So they went along the dark streets which grew full of people the farther they went, side by side in silence. Presently Pollux said:
“Put your arm through mine; you ought to feel that I am protecting you, and I—I should like to feel at every step that I have found you once more, and am allowed to be near you—so sweet a creature.”
The words did not sound impertinent, on the contrary, they sounded very much in earnest, and the sculptor’s deep voice trembled with emotion as he spoke them with deep tenderness. They knocked at the door of the girl’s heart with the urgent hand of love; she unhesitatingly put her hand through his arm and answered softly:
“You will take care of me now.”
“Yes,” said he, and he took her little hand, which rested on his right arm, in his left hand. She did not draw it away, and after they had gone on thus for a few paces he sighed and said:
“Do you know how I feel?”
“Well!”
“Nay, I myself cannot put it into words. Rather as if I had triumphed in the Olympian games, or as if Caesar had invested me with the purple!—But who cares for the wealth or the purple! You are hanging on my arm, and I have hold of your hand; compared with this, all is as nought. If it were not for the people about I—I do not know what I could do.”
She looked up at him with happy content, but he lifted her hand to his lips and pressed it to them long and fervently. Then he let it go again and said, with a sigh that came up from the bottom of his heart:
“Oh Arsinoe, my sweet Arsinoe, how I love you!”
As the words came softly yet hotly from his lips the girl clasped his arm closely to her bosom, leaned her head on his shoulder, looked up at him with a wide-eyed, tender gaze, and said softly:
“Oh Pollux, I am so happy, the world is so good!”

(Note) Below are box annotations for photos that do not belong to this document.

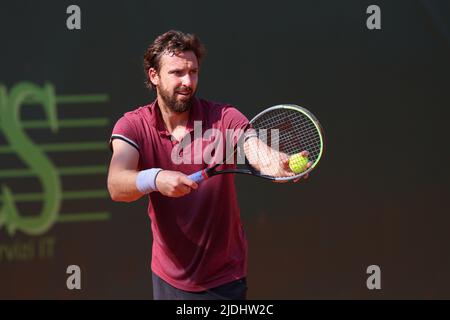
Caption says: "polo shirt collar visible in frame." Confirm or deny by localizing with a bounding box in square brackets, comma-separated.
[149, 97, 202, 136]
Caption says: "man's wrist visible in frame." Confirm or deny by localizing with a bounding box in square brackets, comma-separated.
[136, 168, 162, 194]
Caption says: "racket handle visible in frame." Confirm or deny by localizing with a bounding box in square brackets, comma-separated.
[188, 170, 208, 183]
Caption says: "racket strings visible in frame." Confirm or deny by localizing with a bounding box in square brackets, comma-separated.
[246, 108, 322, 177]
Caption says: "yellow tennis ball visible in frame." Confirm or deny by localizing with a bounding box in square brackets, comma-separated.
[289, 153, 309, 174]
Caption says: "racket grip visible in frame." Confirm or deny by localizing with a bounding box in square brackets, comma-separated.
[188, 170, 208, 183]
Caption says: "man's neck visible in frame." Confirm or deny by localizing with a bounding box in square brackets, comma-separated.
[158, 98, 189, 134]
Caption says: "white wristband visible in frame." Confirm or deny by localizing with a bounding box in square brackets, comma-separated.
[136, 168, 162, 193]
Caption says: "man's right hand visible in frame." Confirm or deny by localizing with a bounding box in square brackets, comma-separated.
[156, 170, 198, 198]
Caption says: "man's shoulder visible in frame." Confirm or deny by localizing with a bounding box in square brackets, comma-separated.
[123, 104, 151, 120]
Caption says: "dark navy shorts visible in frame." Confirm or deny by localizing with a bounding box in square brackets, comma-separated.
[152, 272, 247, 300]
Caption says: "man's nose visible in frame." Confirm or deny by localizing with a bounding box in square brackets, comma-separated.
[181, 74, 193, 88]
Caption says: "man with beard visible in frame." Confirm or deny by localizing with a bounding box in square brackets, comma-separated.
[108, 31, 249, 299]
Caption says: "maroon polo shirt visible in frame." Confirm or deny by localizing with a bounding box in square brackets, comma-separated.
[111, 98, 249, 291]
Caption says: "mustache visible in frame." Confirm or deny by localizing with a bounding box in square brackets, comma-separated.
[175, 86, 192, 93]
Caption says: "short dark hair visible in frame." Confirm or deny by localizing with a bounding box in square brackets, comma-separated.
[144, 30, 206, 89]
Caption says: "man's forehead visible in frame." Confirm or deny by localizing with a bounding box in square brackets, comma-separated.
[161, 51, 198, 67]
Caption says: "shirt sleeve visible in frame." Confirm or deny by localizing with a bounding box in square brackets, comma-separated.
[109, 116, 140, 151]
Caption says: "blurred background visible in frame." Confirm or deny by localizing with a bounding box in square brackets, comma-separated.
[0, 0, 450, 299]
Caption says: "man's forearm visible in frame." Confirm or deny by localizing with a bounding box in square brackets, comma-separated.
[108, 170, 144, 202]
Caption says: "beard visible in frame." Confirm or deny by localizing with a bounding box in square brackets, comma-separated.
[158, 87, 195, 113]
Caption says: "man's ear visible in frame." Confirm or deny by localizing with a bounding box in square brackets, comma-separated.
[148, 68, 159, 87]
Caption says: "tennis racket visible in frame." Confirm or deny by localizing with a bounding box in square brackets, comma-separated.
[188, 104, 324, 183]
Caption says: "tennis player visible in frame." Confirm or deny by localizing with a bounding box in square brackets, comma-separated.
[108, 31, 308, 300]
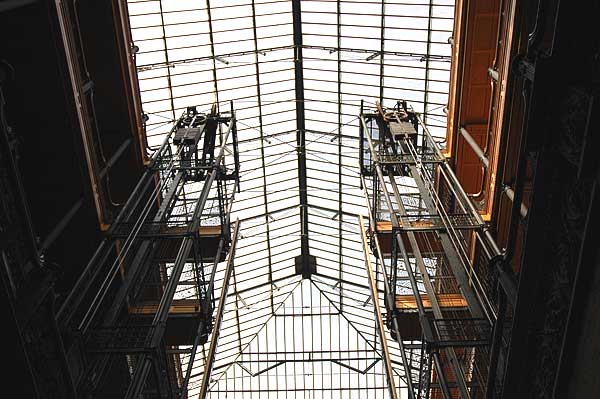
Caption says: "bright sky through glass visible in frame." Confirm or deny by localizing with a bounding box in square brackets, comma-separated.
[128, 0, 454, 398]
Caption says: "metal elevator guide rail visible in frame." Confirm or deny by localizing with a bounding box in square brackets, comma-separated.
[360, 101, 500, 399]
[58, 106, 239, 398]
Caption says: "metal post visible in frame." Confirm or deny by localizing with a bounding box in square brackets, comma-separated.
[292, 0, 310, 278]
[359, 115, 470, 399]
[125, 115, 235, 399]
[459, 127, 490, 168]
[360, 175, 415, 399]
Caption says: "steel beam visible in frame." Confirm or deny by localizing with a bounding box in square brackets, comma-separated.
[358, 216, 400, 399]
[200, 220, 240, 399]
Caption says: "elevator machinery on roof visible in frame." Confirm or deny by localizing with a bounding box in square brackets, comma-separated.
[58, 106, 239, 398]
[360, 101, 506, 399]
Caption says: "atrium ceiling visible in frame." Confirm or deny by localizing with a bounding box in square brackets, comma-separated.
[128, 0, 454, 398]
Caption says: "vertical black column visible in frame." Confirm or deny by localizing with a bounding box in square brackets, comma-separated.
[292, 0, 311, 278]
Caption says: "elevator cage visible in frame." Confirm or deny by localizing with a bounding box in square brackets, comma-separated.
[359, 101, 499, 399]
[58, 106, 239, 398]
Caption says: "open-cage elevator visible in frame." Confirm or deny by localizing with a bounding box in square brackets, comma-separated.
[360, 101, 508, 399]
[57, 106, 239, 398]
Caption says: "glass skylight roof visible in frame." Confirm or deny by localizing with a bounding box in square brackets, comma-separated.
[128, 0, 454, 398]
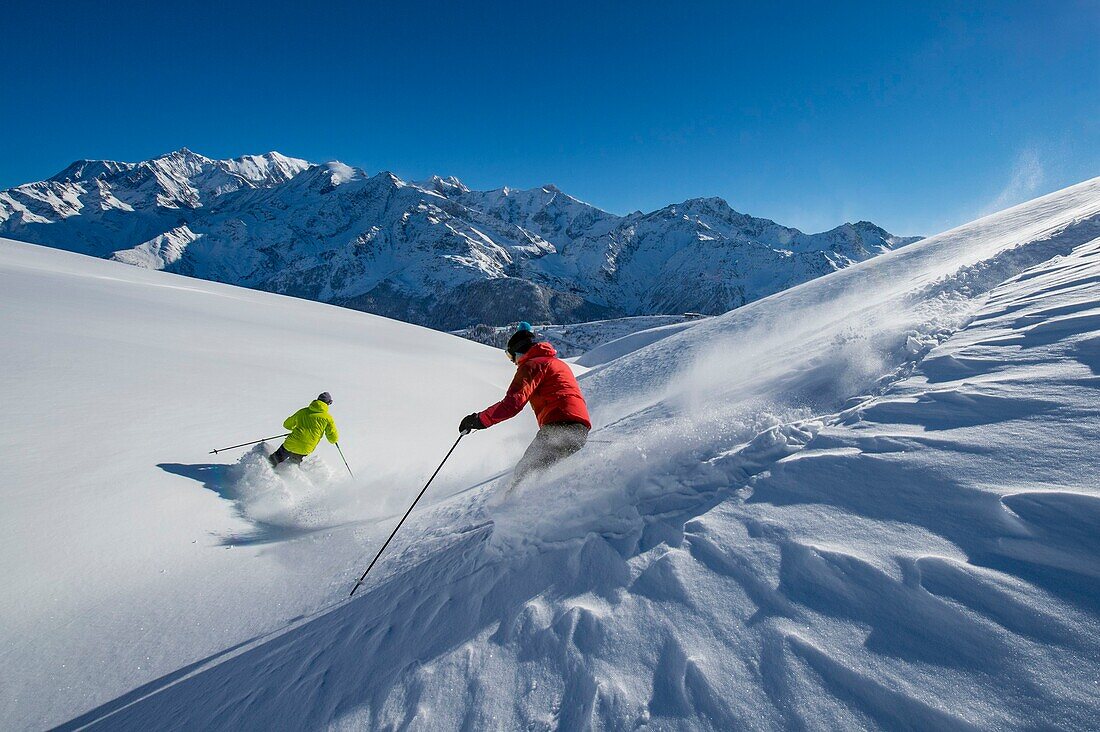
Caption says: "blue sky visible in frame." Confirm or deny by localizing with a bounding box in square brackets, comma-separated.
[0, 0, 1100, 234]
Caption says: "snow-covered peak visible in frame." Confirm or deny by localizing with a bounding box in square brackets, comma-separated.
[321, 160, 366, 186]
[413, 175, 470, 196]
[50, 160, 135, 183]
[222, 151, 312, 185]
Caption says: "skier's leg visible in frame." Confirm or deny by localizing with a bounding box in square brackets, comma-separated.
[542, 423, 589, 469]
[267, 445, 290, 468]
[508, 427, 552, 491]
[508, 423, 589, 490]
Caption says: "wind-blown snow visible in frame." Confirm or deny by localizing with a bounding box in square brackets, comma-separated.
[0, 173, 1100, 730]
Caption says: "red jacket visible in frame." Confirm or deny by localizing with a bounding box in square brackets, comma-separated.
[477, 342, 592, 429]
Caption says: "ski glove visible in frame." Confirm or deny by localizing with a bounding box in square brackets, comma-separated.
[459, 412, 485, 433]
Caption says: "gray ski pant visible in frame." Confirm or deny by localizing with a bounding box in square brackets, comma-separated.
[508, 422, 589, 490]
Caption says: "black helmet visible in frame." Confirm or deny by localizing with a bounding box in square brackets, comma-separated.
[504, 321, 536, 361]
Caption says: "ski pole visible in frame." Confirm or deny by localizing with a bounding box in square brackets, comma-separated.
[348, 433, 470, 598]
[209, 433, 290, 455]
[336, 443, 355, 480]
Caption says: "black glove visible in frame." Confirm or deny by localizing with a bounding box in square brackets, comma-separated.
[459, 412, 485, 433]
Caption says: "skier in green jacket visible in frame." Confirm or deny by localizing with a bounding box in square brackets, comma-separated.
[267, 392, 340, 468]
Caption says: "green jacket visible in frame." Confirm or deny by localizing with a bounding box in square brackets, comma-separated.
[283, 400, 340, 455]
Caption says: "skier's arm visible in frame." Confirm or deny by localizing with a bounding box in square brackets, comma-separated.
[479, 367, 542, 427]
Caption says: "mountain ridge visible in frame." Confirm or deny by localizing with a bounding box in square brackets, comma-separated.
[0, 148, 920, 329]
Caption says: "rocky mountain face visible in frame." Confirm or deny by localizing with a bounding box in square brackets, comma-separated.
[0, 149, 917, 329]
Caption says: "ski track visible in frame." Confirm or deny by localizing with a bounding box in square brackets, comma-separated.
[62, 214, 1100, 730]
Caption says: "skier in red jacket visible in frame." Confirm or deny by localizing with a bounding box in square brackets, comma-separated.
[459, 323, 592, 490]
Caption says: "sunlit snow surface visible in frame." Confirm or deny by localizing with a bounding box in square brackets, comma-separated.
[0, 179, 1100, 730]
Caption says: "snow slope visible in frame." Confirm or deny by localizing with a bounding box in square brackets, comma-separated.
[0, 240, 526, 729]
[3, 178, 1100, 730]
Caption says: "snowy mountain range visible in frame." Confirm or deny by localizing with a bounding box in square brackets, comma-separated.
[0, 172, 1100, 732]
[0, 149, 919, 329]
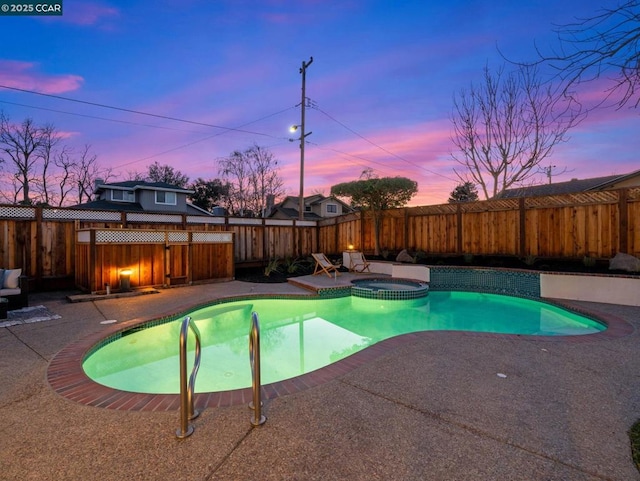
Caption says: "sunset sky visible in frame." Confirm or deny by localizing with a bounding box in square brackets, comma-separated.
[0, 0, 640, 205]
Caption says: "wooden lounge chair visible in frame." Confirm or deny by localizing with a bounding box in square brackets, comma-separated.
[349, 252, 371, 272]
[311, 252, 340, 277]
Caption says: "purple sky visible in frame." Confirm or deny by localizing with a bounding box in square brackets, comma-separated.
[0, 0, 640, 205]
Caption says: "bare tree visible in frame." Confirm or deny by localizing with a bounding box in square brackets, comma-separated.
[0, 112, 57, 204]
[244, 145, 284, 217]
[452, 67, 582, 199]
[33, 126, 62, 206]
[74, 144, 113, 204]
[147, 162, 189, 188]
[537, 0, 640, 108]
[218, 145, 284, 217]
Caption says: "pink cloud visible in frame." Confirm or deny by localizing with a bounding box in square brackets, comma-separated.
[62, 2, 120, 26]
[0, 60, 84, 94]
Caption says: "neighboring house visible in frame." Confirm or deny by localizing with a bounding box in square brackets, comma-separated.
[495, 170, 640, 199]
[267, 194, 353, 220]
[74, 179, 211, 215]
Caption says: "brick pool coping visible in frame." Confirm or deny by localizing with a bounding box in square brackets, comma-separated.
[46, 295, 634, 411]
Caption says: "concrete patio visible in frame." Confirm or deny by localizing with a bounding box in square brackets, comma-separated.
[0, 274, 640, 481]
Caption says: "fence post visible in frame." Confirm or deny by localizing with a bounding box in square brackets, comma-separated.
[518, 197, 527, 257]
[618, 189, 629, 253]
[456, 202, 463, 255]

“Nay, I could hate it!” cried the sculptor. “To hear this—and to have an old mother wide awake at home, and to be obliged to walk steadily on in a street crowded with men—it is unendurable! I shall not hold out much longer—sweetest of girls—here it is quiet and dark.”
Yes, in a little nook made by two contiguous houses, and into which Pollux drew Arsinoe, it was pitch dark, as he hastily pressed his first kiss on her innocent lips; but in their hearts it was light-radiant sunshine.
She had thrown her arms round his neck and would willingly have clung to him till day should end; but they heard the approach of a noisy procession of slaves. These unfortunate creatures began soon after midnight singing and shouting so as to avail themselves to the extremist limit of the holiday, which released them for a short time from their tasks and duties; Pollux knew well how unbounded the license of their pleasures could be, and as he walked on with Arsinoe he enjoined her to keep with him as close as possible to the houses.
“How jolly they are!” he said pointing to the merry-makers. “Their masters will wait on themselves a little to-day, and the best day in the year is just beginning for them, but for us the best day in all our lives.”